In the second quarter, Alpha recorded restructuring and long-lived asset impairment charges totaling $1 billion, primarily associated with current market conditions and the continued optimization of Eastern operations which included reductions in operating levels and idling of several operations, as well as actions to streamline the company’s organizational structure.
The $991 million reduction to long-lived asset carrying values is anticipated to reduce non-cash depletion, depreciation and amortization expense by approximately $80 million on an annualized basis. In addition, Alpha recorded a non-cash goodwill impairment charge of $1.5 billion, reflecting the current coal market conditions, and lower expected production and shipment levels. None of these charges are anticipated to materially impact the company’s liquidity position or the future operation of its business.

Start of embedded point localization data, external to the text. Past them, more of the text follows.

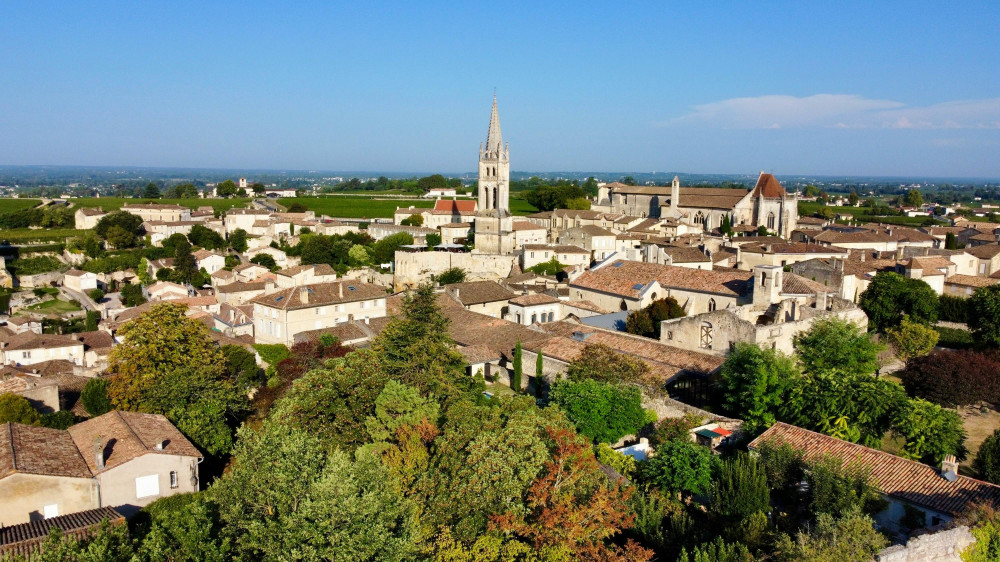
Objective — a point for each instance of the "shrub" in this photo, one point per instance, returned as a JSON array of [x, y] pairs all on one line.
[[95, 397]]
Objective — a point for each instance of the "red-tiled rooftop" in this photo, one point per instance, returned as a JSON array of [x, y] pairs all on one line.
[[894, 476]]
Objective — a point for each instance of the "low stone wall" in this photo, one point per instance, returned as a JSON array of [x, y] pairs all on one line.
[[941, 546]]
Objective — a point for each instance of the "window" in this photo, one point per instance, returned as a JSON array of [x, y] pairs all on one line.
[[147, 486]]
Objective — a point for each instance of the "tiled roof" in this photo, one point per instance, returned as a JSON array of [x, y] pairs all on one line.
[[128, 435], [478, 292], [894, 476], [474, 354], [39, 450], [532, 300], [984, 252], [630, 278], [768, 186], [320, 294], [33, 533], [455, 205], [970, 281]]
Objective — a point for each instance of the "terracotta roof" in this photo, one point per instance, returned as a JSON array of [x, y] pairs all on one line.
[[970, 281], [25, 540], [455, 205], [768, 186], [630, 278], [478, 292], [474, 354], [320, 294], [894, 476], [39, 450], [532, 300], [984, 252], [129, 435]]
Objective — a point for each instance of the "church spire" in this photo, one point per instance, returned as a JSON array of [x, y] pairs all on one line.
[[494, 140]]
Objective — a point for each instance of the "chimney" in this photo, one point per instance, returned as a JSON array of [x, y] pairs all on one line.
[[949, 468], [98, 453]]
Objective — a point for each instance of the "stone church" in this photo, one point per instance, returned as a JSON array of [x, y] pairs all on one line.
[[494, 230], [767, 204]]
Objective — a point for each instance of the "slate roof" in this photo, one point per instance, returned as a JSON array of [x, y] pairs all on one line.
[[320, 294], [894, 476], [39, 450], [625, 277], [128, 435]]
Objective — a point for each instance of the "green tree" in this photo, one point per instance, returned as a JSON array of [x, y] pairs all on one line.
[[238, 240], [94, 397], [890, 295], [754, 382], [451, 275], [835, 345], [602, 363], [680, 467], [984, 316], [152, 191], [515, 381], [16, 409], [912, 339], [740, 490], [987, 462], [601, 411]]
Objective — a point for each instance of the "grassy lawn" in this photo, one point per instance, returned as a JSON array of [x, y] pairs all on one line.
[[354, 207], [8, 205], [54, 306], [22, 235], [115, 203]]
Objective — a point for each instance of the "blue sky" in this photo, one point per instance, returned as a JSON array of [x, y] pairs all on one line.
[[848, 88]]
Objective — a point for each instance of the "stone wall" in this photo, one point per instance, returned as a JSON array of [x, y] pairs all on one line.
[[941, 546], [412, 269]]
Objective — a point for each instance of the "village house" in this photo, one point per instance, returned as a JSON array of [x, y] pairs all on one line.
[[86, 218], [136, 458], [631, 285], [42, 475], [485, 297], [158, 212], [282, 314], [909, 487], [80, 281], [600, 242]]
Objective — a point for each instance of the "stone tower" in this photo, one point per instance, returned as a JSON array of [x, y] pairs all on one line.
[[494, 224], [494, 169]]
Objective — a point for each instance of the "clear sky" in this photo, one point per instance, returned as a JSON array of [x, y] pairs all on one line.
[[845, 88]]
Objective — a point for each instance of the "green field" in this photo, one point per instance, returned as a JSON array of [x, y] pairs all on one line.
[[8, 205], [23, 235]]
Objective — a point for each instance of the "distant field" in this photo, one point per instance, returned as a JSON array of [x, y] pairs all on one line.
[[9, 205], [115, 203], [22, 235], [354, 207]]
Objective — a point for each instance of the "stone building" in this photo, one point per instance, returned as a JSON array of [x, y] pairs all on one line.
[[494, 223], [767, 204]]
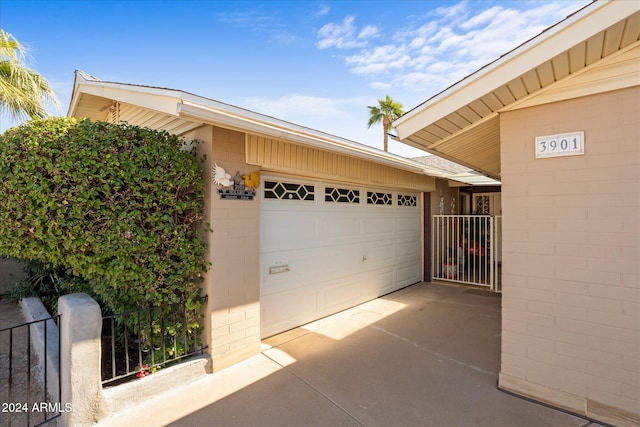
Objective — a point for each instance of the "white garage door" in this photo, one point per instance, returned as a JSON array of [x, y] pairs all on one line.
[[328, 247]]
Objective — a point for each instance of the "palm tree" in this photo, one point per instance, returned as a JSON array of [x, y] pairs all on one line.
[[386, 112], [23, 92]]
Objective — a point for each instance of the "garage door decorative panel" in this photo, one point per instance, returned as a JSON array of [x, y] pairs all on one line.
[[288, 190], [376, 198], [341, 195], [338, 250]]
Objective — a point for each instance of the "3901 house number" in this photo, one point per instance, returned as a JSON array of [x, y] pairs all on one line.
[[564, 144]]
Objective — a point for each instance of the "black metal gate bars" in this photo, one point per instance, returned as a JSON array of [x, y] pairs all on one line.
[[29, 394]]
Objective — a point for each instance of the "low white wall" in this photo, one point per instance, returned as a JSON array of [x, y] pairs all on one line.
[[80, 367]]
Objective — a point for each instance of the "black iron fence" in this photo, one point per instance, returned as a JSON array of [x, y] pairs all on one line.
[[137, 343], [29, 393]]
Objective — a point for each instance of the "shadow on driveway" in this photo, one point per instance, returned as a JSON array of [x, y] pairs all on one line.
[[427, 355]]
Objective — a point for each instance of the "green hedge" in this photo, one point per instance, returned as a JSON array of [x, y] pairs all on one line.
[[118, 206]]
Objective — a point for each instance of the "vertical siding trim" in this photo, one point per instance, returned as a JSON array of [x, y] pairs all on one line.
[[282, 156]]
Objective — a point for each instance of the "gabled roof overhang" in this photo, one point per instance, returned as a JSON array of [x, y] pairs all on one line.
[[462, 123], [181, 112]]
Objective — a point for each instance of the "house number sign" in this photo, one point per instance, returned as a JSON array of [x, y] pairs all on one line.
[[564, 144]]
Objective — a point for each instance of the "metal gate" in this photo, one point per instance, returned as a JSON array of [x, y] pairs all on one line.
[[29, 392], [467, 249]]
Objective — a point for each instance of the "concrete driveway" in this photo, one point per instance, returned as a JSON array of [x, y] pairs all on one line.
[[427, 355]]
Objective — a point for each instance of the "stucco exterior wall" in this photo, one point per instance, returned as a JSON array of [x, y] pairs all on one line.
[[571, 252], [232, 316]]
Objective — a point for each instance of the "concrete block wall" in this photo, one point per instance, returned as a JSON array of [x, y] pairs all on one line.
[[232, 322], [571, 255]]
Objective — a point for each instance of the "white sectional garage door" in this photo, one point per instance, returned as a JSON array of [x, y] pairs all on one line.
[[328, 247]]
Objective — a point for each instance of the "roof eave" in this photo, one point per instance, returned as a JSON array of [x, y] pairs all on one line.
[[527, 56]]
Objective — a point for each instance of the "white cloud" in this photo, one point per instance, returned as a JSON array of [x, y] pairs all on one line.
[[295, 106], [345, 35], [324, 10], [439, 48]]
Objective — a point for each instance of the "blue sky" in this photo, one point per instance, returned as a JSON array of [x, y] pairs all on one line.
[[314, 63]]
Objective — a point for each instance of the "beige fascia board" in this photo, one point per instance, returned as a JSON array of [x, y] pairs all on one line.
[[547, 45], [247, 121], [571, 86], [160, 103]]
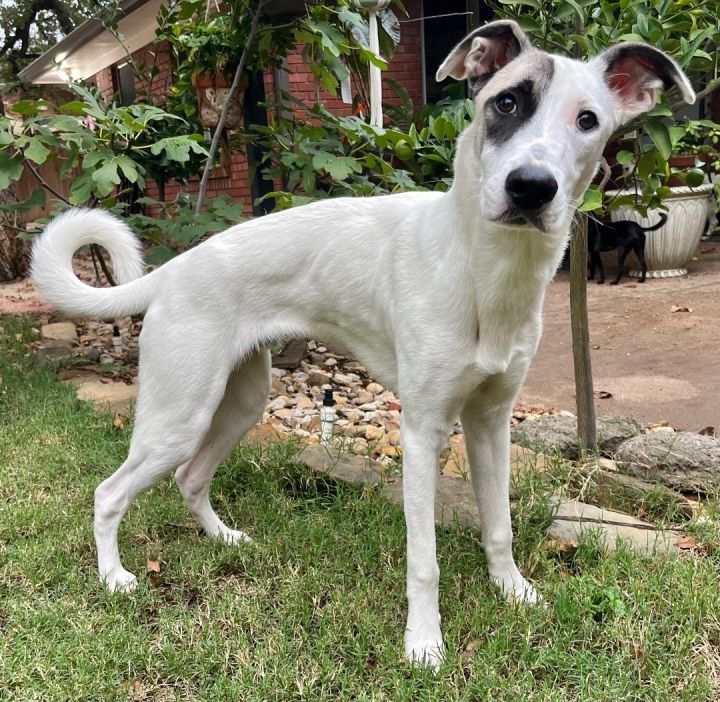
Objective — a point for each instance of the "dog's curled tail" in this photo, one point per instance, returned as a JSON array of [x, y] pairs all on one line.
[[52, 270], [663, 219]]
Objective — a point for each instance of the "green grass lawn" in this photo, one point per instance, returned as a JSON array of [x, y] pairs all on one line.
[[314, 609]]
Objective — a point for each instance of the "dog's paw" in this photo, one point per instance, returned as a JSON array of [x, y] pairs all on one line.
[[231, 537], [119, 580], [515, 588], [424, 651]]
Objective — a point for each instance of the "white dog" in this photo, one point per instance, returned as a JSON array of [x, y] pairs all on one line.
[[438, 294]]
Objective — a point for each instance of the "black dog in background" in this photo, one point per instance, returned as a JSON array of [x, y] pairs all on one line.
[[625, 236]]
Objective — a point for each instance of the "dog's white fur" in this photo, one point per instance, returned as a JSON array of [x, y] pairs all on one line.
[[440, 303]]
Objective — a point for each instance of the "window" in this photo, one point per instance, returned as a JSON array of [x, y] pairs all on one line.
[[124, 83]]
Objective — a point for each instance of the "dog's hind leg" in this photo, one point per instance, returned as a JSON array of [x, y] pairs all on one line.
[[174, 412], [241, 407], [640, 253]]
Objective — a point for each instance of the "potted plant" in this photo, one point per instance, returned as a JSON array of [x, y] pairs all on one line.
[[206, 49]]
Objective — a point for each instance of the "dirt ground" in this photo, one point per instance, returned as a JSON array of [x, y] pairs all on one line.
[[657, 364]]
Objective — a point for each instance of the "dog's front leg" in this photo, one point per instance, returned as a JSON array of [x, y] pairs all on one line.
[[421, 451], [487, 435]]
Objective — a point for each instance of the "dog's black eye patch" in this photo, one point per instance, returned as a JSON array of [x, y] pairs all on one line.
[[586, 120], [506, 103], [507, 111]]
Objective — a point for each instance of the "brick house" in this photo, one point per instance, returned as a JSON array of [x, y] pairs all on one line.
[[93, 54]]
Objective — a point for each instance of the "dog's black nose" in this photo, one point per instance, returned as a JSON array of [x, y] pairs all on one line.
[[530, 188]]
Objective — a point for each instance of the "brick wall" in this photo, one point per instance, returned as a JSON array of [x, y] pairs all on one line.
[[232, 179]]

“These are extremely challenging times in the U.S. coal industry, with softness in both the thermal and now the metallurgical coal markets and the pace at which the fundamentals changed,” Kevin Crutchfield, Alpha’s Chairman and CEO, said in a statement. ”Alpha has taken decisive actions to ensure that our business is both well-suited to today’s demand environment and efficient enough to provide us with the flexibility to ramp-up our world-class asset base once market conditions improve. We have continued to optimize our Central Appalachia operations by adjusting our footprint, idling high cost thermal coal and lower-quality metallurgical coal production while focusing on our higher-margin metallurgical products. Additionally, we have reduced our overhead expenses.”
Apha’s total revenue for the second quarter was $1.8 billion, up from $1.6 billion during the same period last year, which included one month of operations of mines formerly owned by Richmond-based Massey Energy. Massey merged with Alpha last year.